By Barbara Matousek
Last year at this time the usual late winter cycles of snow and melting had the river ice receding, and Sam and I regularly watched eagles perched on the edge fishing near open water. We were stuck in that bi-polar March weather pattern that Midwesterners are used to, rushes of warmth and sunshine followed by cold gray skies dumping ice on our roads and driveways, usually dousing us with snow the weekend of the high school state basketball tournament. Eva was not yet walking, and as the single mother of a preschooler and an infant I was constantly pulled in two directions. My sister promised me everything would get easier when my second child was four.

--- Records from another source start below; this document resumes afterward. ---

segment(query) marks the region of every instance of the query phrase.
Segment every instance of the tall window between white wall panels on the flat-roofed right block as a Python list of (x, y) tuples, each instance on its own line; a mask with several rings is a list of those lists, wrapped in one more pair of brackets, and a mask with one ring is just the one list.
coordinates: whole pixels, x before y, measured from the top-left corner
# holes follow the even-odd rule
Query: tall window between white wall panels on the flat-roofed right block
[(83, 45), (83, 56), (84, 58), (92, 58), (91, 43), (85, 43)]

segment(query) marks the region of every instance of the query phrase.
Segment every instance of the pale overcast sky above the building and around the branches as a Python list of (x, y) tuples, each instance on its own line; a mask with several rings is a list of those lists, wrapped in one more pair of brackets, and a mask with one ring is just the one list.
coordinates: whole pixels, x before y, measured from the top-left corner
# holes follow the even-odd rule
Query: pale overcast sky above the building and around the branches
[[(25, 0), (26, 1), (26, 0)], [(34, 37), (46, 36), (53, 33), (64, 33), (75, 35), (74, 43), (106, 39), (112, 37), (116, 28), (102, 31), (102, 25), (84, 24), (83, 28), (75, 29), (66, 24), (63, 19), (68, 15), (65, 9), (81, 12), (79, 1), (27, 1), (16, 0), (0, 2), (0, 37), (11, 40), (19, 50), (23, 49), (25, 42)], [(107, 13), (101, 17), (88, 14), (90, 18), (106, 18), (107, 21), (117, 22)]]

This year we never experienced the usual January cabin fever, the weeks when sub-zero temperatures and winds whipping across the prairie leave everyone housebound. And this February didn’t ever bring the snow dumps we’ve learned to expect. And if there are lambs and lions in March, the lion is definitely out of town this year.
Yesterday we were in the backyard in shorts and t-shirts and Sam pointed out the bright green spikes of chives shooting up through the dead plants from last fall. The kids played a game of sink-or-float with a giant bucket of water and sand, and I got out my garden gloves and cleared away the snaking dead leaves from last year’s daylilies to reveal young sprouts peeking towards the sunshine.
This weekend I got my first preview of the life my sister promised me. While I cleared away dead leaves and removed layers of dust on the outdoor furniture and summer toys, the kids played by themselves. And Saturday night after we (meaning me) were all exhausted from an entire day outside in the sunshine, I sat down on the floor to watch UW-Madison (my alma mater) and Marquette (my sister’s alma mater) play in separate games in the NCAA tournament. The UW-Green Bay Lady Phoenix were playing on a third channel, and I had visions of my father sitting in front of the television trying to watch all three at the same time. Sam told me he wanted the Wisconsin Badgers and “The Marquettes” to win, and then he ran down the hall to his bedroom. Eva followed behind him (as she always does these days) and for a full 25 minutes I sat on the floor and watched basketball while the kids made monster roaring noises down the hall. For a full 25 minutes nobody wanted to sit in my lap and nobody cried “Uppie” at me from the floor and nobody hung on my arms and legs trying to get me to play a wrestling game. For a full 25 minutes I felt myself breathe deeply and glimpse at the future.
And to be honest, it made me a little sad.